Murillo, l'intervista: "Spalletti voleva restassi all'Inter, Cristiano Ronaldo non mi ha mai chiesto scusa. Ora sfido Mancini"
Quando il Deportivo Cali lo vende all’Udinese, è il 2009, Jeison Murillo cade dalle nuvole: «Ero al Mondiale Under 17 in Nigeria, me l’hanno detto solo quando sono tornato in Colombia. Mia mamma si mise a piangere perché sarei andato via, così lontano da casa, ma a conti fatti alla fine sono felice di com’è andata». Avrebbe dovuto intuirlo già allora, Murillo era destinato a una carriera con la valigia sempre in mano o quasi, avanti e indietro tra Spagna e Italia: dal 2010 al 2015 Granada, Cadice e Las Palmas, due anni all'Inter, poi Valencia. Nel 2019 vola in prestito al Barcellona dei fenomeni: 4 presenze, tanto basta per vincere la Liga. Rientra in Italia, alla Sampdoria di Claudio Ranieri, che dopo una stagione lo cede al Celta Vigo: ricomincia l'andirivieni, fino al 2023 quando con i blucerchiati retrocede in Serie B. Naturalmente il ricordo è amaro: «Fu un anno davvero difficile, dentro e fuori dal campo».

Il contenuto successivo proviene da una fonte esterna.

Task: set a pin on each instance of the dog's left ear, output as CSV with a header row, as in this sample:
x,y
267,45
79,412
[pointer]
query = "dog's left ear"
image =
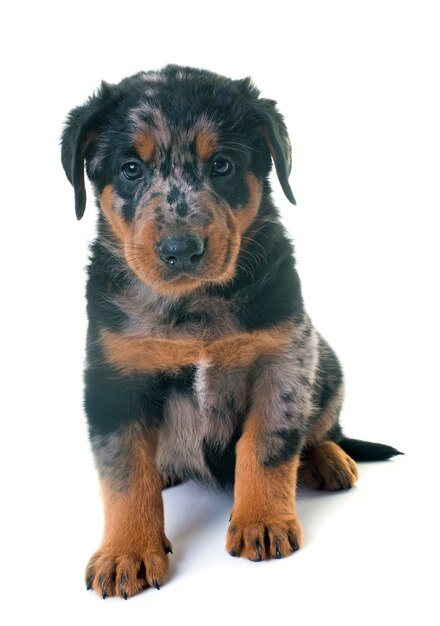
x,y
278,142
81,127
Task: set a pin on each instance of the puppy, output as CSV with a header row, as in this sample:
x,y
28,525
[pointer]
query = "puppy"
x,y
202,362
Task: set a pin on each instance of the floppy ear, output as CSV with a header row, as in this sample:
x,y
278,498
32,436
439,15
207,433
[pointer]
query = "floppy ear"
x,y
79,132
278,142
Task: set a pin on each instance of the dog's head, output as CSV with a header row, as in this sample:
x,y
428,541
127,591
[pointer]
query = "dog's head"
x,y
178,159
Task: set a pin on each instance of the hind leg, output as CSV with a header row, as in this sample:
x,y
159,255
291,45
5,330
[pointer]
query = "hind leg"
x,y
327,466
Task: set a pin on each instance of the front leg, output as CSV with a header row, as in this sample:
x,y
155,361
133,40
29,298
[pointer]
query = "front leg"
x,y
263,520
263,523
133,551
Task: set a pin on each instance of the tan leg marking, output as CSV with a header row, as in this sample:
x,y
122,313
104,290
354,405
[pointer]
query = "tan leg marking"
x,y
327,466
263,520
152,354
133,552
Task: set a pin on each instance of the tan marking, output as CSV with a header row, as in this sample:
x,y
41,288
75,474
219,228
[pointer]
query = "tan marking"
x,y
122,230
149,354
145,146
139,239
327,466
245,215
206,143
264,502
152,354
133,525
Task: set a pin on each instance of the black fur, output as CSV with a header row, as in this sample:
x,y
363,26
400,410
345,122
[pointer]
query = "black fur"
x,y
149,145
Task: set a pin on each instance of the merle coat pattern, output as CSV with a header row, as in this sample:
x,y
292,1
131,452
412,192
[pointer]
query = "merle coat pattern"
x,y
201,359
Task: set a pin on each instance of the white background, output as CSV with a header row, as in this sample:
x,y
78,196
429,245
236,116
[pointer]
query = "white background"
x,y
358,83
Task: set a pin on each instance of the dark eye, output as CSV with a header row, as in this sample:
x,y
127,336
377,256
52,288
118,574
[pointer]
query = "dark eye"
x,y
131,170
221,167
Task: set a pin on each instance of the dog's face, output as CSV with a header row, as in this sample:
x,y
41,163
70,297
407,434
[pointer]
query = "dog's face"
x,y
179,161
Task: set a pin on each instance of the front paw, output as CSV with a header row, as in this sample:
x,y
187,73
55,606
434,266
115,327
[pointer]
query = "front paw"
x,y
117,572
263,539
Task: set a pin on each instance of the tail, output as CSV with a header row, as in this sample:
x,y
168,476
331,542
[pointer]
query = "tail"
x,y
366,450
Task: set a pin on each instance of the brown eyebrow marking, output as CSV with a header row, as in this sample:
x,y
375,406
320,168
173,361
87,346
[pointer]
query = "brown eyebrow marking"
x,y
206,143
145,145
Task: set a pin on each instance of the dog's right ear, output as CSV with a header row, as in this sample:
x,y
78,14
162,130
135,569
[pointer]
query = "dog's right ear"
x,y
81,128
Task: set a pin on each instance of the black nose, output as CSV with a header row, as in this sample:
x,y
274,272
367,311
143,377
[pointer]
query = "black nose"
x,y
181,251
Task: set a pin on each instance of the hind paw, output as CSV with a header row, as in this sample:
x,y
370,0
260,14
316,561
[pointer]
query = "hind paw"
x,y
327,466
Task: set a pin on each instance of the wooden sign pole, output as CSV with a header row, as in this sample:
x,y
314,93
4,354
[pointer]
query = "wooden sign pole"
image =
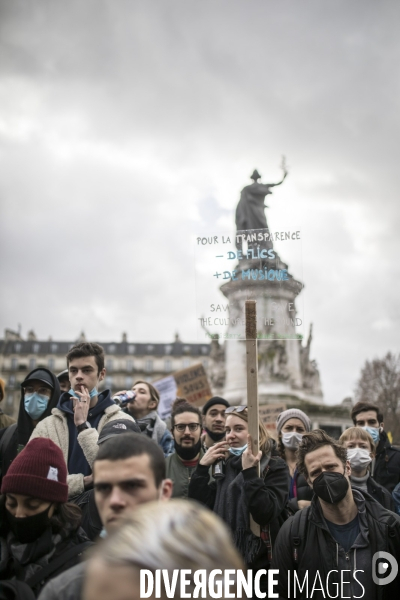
x,y
252,385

Inter, Murillo e l'aneddoto su Mancini
Nel 2023 dice addio all'Europa: da due anni ha messo radici in Qatar, all'Al-Shamal, con cui ha rischiato di vincere il campionato all’ultima curva contro l’Al-Sadd di Roberto Mancini dopo un colpo di scena dai tratti surreali. Nello scontro diretto, lui che è difensore centrale, ha anche segnato un gol: «Ci speravamo, abbiamo perso di niente». Mancio, che lo ha allenato all’Inter tra il 2015 e il 2016, lo conosce bene e dopo la sfida che valeva lo scudetto lo è andato a salutare: «Così ho rispolverato il mio italiano! Per me è stato come un padre. Lui è un allenatore che mi ha insegnato tantissimo. Posso solo ringraziarlo. Pensa che l’ho incontrato in un centro commerciale il giorno stesso che si è trasferito a Doha: sono stato felicissimo di essere il primo a dargli il benvenuto nel Paese». Grazie a sempre più calciatori di fama internazionale, come Firmino e Verratti, ma anche a tecnici di livello che alzano la qualità del campionato, il Qatar sta iniziando ad appassionarsi al calcio: «Quando sono arrivato io non era così, gli stadi erano vuoti, era un po’ triste. Ma ora le cose stanno cambiando. Nonostante il conflitto in Medioriente, io qui mi sento al sicuro».